Country Life is a British weekly magazine, established in 1897. It focuses on issues of interest to rural landowners and communities.
One of the magazine's traditions is to publish a picture of an upper-class young woman on its frontispiece (the page preceding its contents page), a section often referred to as Girls in Pearls.
Elizabeth Bowes-Lyon, who married Prince Albert of York and later became the Queen Mother, appeared frequently on its front cover.
Although The Georgian Society does not appear to have existed, a body known as The Georgian Group was founded in 1937.
It is still in existence today; its objective being to preserve and protect Georgian* monuments, buildings and landscapes.
* belonging to the period of the four King Georges who ruled Britain between 1714 and 1830
Although there does not appear to have been a Savoy-Carlton hotel in New York, there were Ritz-Carlton* hotels in existence there (on Madison Avenue and 54th Street) some time between 1927 and 1940.
*There is a different Ritz-Carlton Hotel currently in existence in the Central Park area of New York
Today, the Tatler is a monthly magazine which focuses on the lives of the glamorous upper classes.
The original Tatler, which reported news and gossip from the London coffeehouses, was founded in 1709. It has existed in various forms since that time.
In the period referred to in Brideshead Revisited, the Tatler offered articles on fashion and reports of high society social events.
Assyria was a kingdom in Mesopotamia whose rulers managed to establish several empires during the pre-Christian period.
Art work produced during the later stages of the Assyrian civilisation (1500BC-612BC) includes carved stone relief work, often depicting animals; lions and horses were particularly popular choices of subject.
La Gioconda is another name for the Mona Lisa, a painting by the Renaissance artist Leonardo da Vinci, and one of the most famous works of art in the world.
It is currently on display at the Louvre Museum in Paris, under the title Portrait of Lisa Gherardini, wife of Francesco del Giocondo.
Captain Foulenough was a fictional character who featured in the popular Daily Express column By the Way which ran from 1919 to 1975.
Having been educated at Narkover school (which specialised in card-playing, horse racing and bribery), Captain Foulenough had a penchant for gate-crashing upper-class social events, which he then proceeded to wreck.
The column had many different authors over the course of its 56 years, some of whom used the nom de plume Beachcomber.
Popeye the Sailor is a fictional character who made his debut in a 1929 American comic strip, Thimble Theatre.
He subsequently appeared in numerous comic strips, animated films, advertisements, television shows and video games.
One of his most notable characteristics is his superhuman strength, acquired by eating spinach.
In the famous 'heath scene', King Lear rushes out into a storm to rail against two of his daughters, Goneril and Regan, whose ungrateful behaviour has enraged him.
The Duchess is a young widow whose remarriage is opposed by members of her family.
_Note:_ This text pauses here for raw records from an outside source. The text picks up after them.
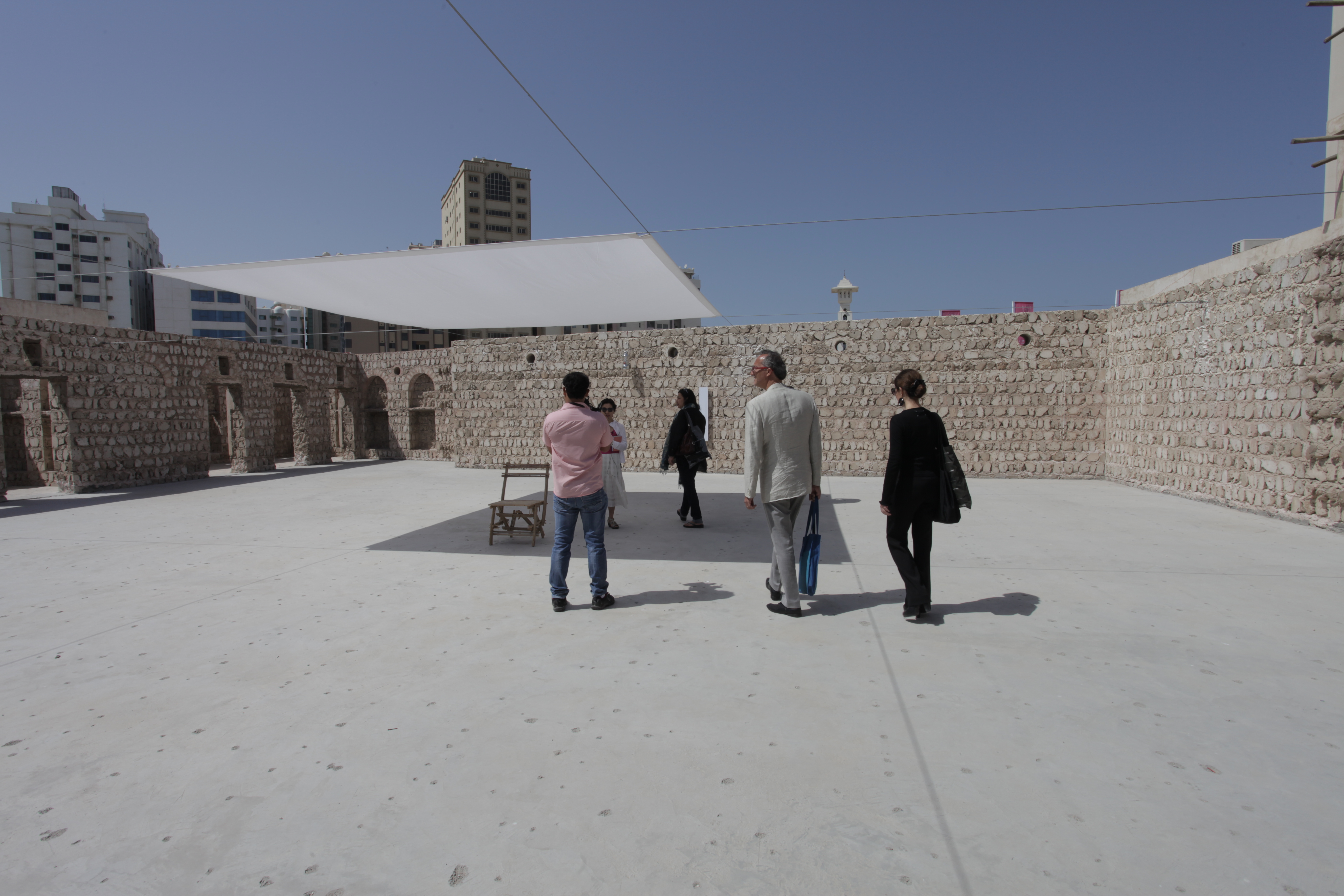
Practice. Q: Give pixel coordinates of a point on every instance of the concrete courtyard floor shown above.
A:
(323, 680)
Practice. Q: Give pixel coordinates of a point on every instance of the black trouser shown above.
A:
(690, 500)
(914, 508)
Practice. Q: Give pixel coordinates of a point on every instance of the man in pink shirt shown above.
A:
(576, 434)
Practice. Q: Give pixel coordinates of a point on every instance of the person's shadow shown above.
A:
(1014, 604)
(695, 593)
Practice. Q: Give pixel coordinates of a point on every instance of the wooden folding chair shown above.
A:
(522, 516)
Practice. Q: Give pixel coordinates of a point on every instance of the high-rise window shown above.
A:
(497, 187)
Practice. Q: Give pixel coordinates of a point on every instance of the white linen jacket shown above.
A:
(783, 444)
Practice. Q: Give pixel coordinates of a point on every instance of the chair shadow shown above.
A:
(1014, 604)
(650, 530)
(695, 593)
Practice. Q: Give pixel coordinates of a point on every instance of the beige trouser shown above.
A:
(781, 516)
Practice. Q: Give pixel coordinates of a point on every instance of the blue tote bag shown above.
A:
(811, 554)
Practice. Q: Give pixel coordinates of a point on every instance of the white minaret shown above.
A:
(845, 292)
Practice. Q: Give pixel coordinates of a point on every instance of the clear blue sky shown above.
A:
(257, 131)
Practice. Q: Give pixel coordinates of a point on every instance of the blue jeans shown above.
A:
(568, 512)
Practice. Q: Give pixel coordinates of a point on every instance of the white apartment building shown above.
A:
(299, 327)
(193, 309)
(488, 202)
(61, 253)
(283, 326)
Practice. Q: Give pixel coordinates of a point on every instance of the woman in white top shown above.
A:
(613, 460)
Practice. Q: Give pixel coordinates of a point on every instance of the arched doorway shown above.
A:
(375, 409)
(421, 403)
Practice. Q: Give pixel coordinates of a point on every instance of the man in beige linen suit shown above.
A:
(784, 455)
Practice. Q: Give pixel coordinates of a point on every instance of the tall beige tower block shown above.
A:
(488, 202)
(1335, 121)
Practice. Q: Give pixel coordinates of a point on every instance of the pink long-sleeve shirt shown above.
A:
(576, 437)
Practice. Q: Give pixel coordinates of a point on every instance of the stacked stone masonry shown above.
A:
(1226, 392)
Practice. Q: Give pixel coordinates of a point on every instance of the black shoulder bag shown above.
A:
(953, 493)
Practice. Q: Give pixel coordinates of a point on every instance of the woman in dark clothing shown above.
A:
(686, 417)
(910, 490)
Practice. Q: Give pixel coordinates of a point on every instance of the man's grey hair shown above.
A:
(775, 361)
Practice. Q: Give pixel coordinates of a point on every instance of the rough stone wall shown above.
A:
(129, 408)
(1230, 389)
(1011, 409)
(400, 373)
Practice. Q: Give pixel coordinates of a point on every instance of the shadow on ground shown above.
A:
(695, 593)
(18, 506)
(650, 531)
(1015, 604)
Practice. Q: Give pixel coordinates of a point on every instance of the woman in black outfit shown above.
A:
(910, 490)
(689, 414)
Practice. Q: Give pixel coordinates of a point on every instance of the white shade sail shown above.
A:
(541, 283)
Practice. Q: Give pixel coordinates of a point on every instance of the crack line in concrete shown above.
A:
(1201, 573)
(918, 751)
(132, 622)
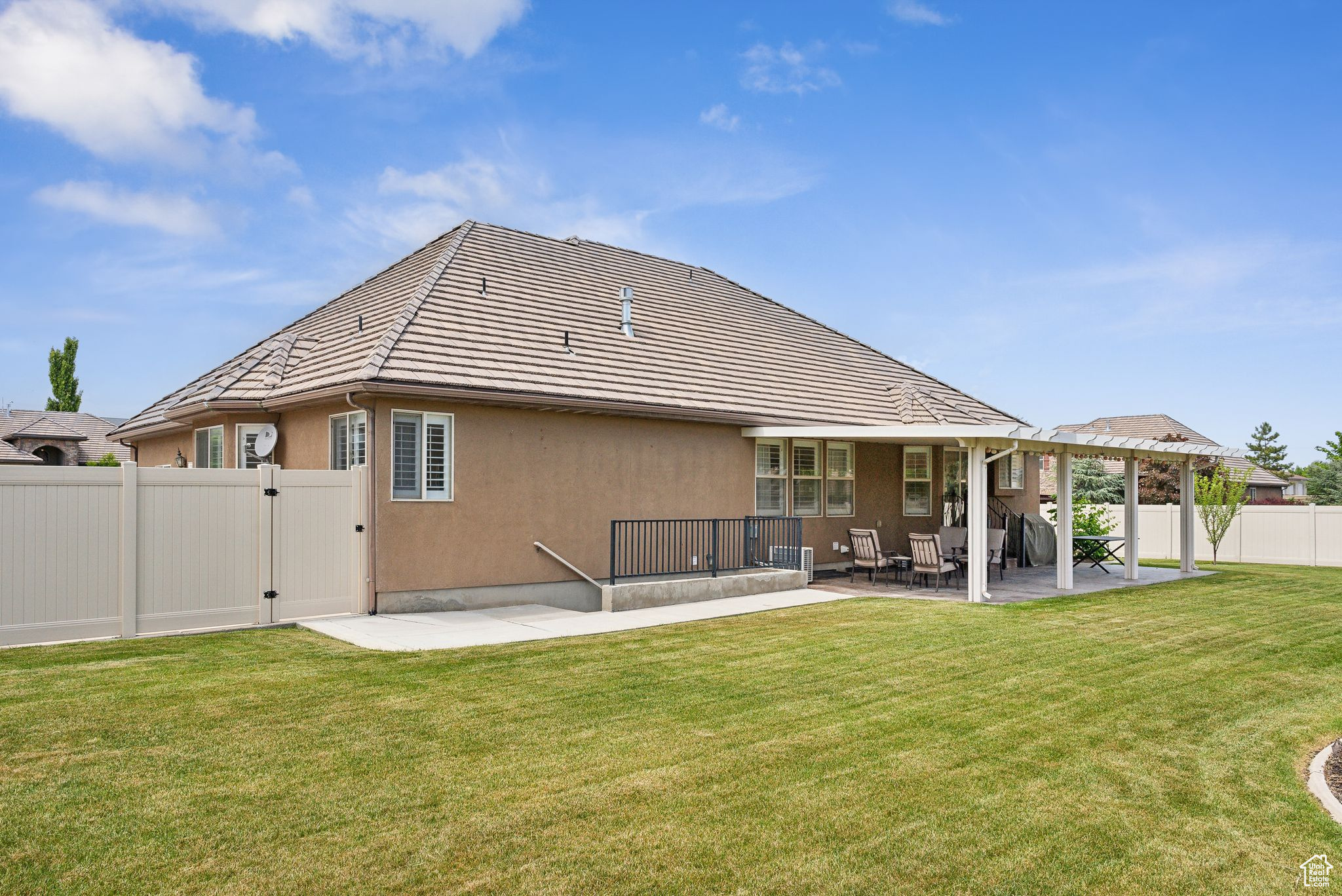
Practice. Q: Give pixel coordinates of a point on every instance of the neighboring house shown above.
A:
(1262, 483)
(55, 438)
(507, 389)
(1297, 487)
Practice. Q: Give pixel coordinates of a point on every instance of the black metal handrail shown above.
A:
(709, 545)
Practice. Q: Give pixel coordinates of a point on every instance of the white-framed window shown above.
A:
(805, 478)
(771, 478)
(1011, 471)
(247, 434)
(422, 457)
(917, 481)
(839, 478)
(210, 447)
(347, 439)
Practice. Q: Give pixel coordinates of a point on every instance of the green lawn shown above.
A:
(1140, 741)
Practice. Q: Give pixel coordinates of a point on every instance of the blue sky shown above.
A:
(1067, 210)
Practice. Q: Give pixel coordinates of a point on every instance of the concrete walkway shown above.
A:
(533, 623)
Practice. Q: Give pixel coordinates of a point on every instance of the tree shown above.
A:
(1159, 479)
(1333, 447)
(1324, 482)
(61, 369)
(1219, 500)
(1094, 485)
(1266, 453)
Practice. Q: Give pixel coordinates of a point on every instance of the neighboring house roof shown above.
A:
(82, 434)
(484, 309)
(1153, 426)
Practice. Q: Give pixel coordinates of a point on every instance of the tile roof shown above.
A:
(1153, 426)
(88, 434)
(485, 307)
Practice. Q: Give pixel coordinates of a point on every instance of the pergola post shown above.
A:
(1065, 521)
(1130, 514)
(1187, 519)
(976, 519)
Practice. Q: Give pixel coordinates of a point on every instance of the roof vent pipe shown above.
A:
(627, 310)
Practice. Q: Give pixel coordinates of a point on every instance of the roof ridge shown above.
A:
(377, 357)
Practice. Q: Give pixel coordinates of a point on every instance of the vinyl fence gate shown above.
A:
(104, 551)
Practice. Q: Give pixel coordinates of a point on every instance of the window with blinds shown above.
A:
(917, 481)
(406, 455)
(771, 478)
(422, 455)
(347, 440)
(210, 449)
(247, 458)
(839, 477)
(805, 478)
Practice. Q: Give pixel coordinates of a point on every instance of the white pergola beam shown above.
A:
(1130, 515)
(1065, 521)
(976, 519)
(1187, 519)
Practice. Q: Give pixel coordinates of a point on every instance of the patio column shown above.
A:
(1130, 514)
(1187, 519)
(1065, 521)
(976, 519)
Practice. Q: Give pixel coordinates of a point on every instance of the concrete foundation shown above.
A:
(566, 596)
(635, 596)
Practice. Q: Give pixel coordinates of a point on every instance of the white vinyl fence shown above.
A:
(106, 551)
(1295, 534)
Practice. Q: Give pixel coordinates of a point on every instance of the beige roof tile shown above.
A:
(704, 344)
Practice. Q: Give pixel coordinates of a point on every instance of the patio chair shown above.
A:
(928, 560)
(868, 554)
(996, 545)
(955, 542)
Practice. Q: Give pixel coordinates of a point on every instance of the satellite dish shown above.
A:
(266, 440)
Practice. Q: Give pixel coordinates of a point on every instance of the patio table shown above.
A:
(1097, 549)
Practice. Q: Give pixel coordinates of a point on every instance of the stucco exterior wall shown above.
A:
(522, 477)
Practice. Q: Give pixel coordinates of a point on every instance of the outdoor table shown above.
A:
(1097, 549)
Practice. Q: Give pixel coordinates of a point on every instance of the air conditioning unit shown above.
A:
(784, 555)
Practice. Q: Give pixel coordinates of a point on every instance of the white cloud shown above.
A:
(719, 117)
(375, 30)
(786, 70)
(301, 196)
(635, 183)
(918, 14)
(66, 65)
(166, 212)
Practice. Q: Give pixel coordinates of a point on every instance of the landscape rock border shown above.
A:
(1318, 784)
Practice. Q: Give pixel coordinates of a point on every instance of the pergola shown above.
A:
(1007, 439)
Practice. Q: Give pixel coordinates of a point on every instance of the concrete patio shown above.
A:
(535, 623)
(1029, 584)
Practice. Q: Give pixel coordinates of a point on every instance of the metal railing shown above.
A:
(713, 545)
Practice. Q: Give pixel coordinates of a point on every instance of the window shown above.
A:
(917, 481)
(771, 478)
(210, 449)
(1011, 471)
(247, 434)
(347, 440)
(422, 455)
(805, 478)
(839, 479)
In Act IV, Scene 2, just prior to being murdered, the Duchess is taunted by madmen.
From King Lear (Act III, Scene 2):
Blow, winds, and crack your cheeks! rage! blow!
You cataracts and hurricanoes, spout
Till you have drench'd our steeples, drown'd the cocks*!
*weathercocks, also known as weathervanes, are instruments for showing the direction of the wind; they are often placed on church steeples, and are commonly in the form of a cockerel.
The three characters from Shakespeare's King Lear who are present in the 'heath scene':
King Lear, who descends into madness during the course of the play;
The Earl of Kent, a character sympathetic to King Lear, who is disguised as Caius throughout most of the play;
The Fool, a supposed simpleton who, like most of Shakespeare's 'fools', is actually extremely astute.